Why try to cram all abilities into one single model? Distilling down to smaller models seems like a perfect place to allow for specialization.

[Edit: less than a month later, my wish came true. Anthropic has added “communication styles” to Claude and I really like it. The built-in ones (concise, formal) work great. The roll-your-own-from-examples is rough around the edges still.]
- Archimedes 25 Oct 2024 3:09 UTC
  1 point
  0
  Parent
  I suspect fine-tuning specialized models is just squeezing a bit more performance in a particular direction, and not nearly as useful as developing the next-gen model. Complex reasoning takes more steps and tighter coherence among them (the o1 models are a step in this direction). You can try to devote a toddler to studying philosophy, but it won’t really work until their brain matures more.

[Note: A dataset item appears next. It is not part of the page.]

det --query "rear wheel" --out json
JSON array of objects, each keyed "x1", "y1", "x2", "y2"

  - Nathan Helm-Burger 25 Oct 2024 5:03 UTC
    2 points
    0
    Parent
    For raw IQ, sure. I just mean “conversational flavor”.
    - Ann 25 Oct 2024 13:12 UTC
      3 points
      0
      Parent
      If system prompts aren’t enough but fine-tuning is, this should be doable with different adapters that can be loaded at inference time; not needing to distill into separate models.
      - Nathan Helm-Burger 25 Oct 2024 17:04 UTC
        2 points
        0
        Parent
        Yes, I agree that’s an alternative. Then you’d need the primary model to be less RLHF’d and focused. A more raw model should be capable, with an adapter, of expressing a wider variety of behaviors.
        
        I still think that distilling down from specialized large teacher models world likely give the best result, but that’s just a hunch.